Le lundi 02 mars 2009 12:18:23, Howard Chu a écrit :
Adrien Futschik wrote:
Considering that M1& M3 are on the same server and therefore have exactly the same time, if this was a time related problem, I should'nt get any "CSN too old" messages between M1&M3 and M2&M4, should I ?
I have also noticed that when M1 gets a new entry and passes it to M2&M3&M4, when M2&M3&M4 revieve it, they also pass it to M2&M3&M4 ! I don't understand why this happends but it look's very much like this is what's happening, because sometimes, M2 would have passed-it to M4, before M4 has actualy revieved the add order from M1.

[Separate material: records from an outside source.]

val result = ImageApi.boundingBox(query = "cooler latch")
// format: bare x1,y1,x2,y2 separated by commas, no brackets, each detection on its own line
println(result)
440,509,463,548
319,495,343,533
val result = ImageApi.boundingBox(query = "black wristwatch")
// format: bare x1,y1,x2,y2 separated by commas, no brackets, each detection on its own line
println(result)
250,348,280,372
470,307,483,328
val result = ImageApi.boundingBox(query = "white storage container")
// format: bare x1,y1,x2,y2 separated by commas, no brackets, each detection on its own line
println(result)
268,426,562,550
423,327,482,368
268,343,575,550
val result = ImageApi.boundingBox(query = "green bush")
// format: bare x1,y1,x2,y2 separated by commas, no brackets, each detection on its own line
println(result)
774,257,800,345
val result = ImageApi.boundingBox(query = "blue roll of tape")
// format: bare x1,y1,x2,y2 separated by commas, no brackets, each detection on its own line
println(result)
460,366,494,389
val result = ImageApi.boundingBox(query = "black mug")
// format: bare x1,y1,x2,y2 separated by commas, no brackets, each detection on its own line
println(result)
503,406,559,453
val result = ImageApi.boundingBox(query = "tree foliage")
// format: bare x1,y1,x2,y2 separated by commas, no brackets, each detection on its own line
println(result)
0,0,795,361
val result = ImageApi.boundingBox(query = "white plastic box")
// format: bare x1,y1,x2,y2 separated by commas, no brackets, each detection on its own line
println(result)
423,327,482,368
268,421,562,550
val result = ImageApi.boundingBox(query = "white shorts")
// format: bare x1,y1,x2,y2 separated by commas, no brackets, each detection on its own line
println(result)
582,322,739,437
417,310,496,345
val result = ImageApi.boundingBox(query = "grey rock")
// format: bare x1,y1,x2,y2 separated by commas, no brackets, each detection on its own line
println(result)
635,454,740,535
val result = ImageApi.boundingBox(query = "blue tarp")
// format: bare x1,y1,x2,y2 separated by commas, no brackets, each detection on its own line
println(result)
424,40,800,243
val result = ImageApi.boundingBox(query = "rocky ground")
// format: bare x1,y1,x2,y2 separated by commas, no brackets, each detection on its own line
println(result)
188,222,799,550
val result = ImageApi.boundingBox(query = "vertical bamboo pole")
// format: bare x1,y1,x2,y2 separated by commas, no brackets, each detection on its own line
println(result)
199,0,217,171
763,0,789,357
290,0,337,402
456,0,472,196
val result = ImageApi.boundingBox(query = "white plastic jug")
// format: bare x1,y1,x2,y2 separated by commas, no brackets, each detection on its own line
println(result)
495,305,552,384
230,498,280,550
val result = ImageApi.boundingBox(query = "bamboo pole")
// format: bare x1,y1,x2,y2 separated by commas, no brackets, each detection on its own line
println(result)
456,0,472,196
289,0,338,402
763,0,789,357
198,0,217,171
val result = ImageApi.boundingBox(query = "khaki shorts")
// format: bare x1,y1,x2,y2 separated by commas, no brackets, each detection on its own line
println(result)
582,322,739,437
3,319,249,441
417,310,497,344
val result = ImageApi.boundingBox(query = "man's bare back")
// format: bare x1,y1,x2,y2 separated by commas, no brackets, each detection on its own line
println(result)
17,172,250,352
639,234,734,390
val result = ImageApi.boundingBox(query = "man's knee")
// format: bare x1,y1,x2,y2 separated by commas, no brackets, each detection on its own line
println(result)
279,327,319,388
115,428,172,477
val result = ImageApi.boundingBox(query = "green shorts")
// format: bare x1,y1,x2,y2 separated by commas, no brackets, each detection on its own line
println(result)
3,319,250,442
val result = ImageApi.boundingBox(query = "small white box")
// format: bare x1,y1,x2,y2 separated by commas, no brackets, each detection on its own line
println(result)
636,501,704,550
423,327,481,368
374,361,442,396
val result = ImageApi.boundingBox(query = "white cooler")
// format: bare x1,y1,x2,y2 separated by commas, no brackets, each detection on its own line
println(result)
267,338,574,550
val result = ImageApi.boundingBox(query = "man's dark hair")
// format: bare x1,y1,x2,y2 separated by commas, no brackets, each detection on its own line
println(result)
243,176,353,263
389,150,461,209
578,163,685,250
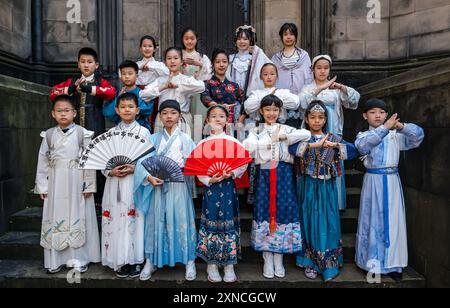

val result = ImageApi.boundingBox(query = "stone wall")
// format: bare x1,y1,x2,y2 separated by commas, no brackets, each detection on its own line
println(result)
0,75,53,234
329,0,450,61
42,0,96,63
0,0,32,60
355,57,450,288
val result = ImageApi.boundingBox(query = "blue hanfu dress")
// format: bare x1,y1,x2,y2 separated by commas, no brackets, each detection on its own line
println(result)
289,134,358,281
355,124,424,274
299,83,360,210
134,127,197,268
196,133,248,266
243,124,311,254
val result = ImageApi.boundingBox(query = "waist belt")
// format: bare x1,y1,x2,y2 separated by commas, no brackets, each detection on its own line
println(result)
367,167,399,175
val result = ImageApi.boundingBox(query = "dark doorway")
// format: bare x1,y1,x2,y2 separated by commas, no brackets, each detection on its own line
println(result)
175,0,250,58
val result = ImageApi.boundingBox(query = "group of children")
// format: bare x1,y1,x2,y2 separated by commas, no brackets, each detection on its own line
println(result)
36,23,425,283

I therefore happend to notice that sometimes, entries send from M1 are revieved in the wrong ordrer by other masters and therefore some entries may be skipped !!!
Yes, that makes sense. The CSN check assumes changes will always be received in the same order they were sent from the provider. Obviously in this case this assumption is wrong. You should submit an ITS for this.
This problem was discussed on the -devel list back in 2007; the code ought to be using a spanning tree/routing algorithm to ensure that when multiple routes exist for propagating a change, the change is delivered exactly once. Unfortunately no one has spent any further time on this issue since then.
I am not whethere it is M1 that sends them in the wrong order to M2 and then cascaded to M3&M4, or if it is the order of M2 queue's that's wrong. I guess this must be the second option.
I'll submit an ITS right away.
Personnaly I believe that the best way to avoid this problem to happen, would be not to propagate entries just recieved from an other master.
Adrien Futschik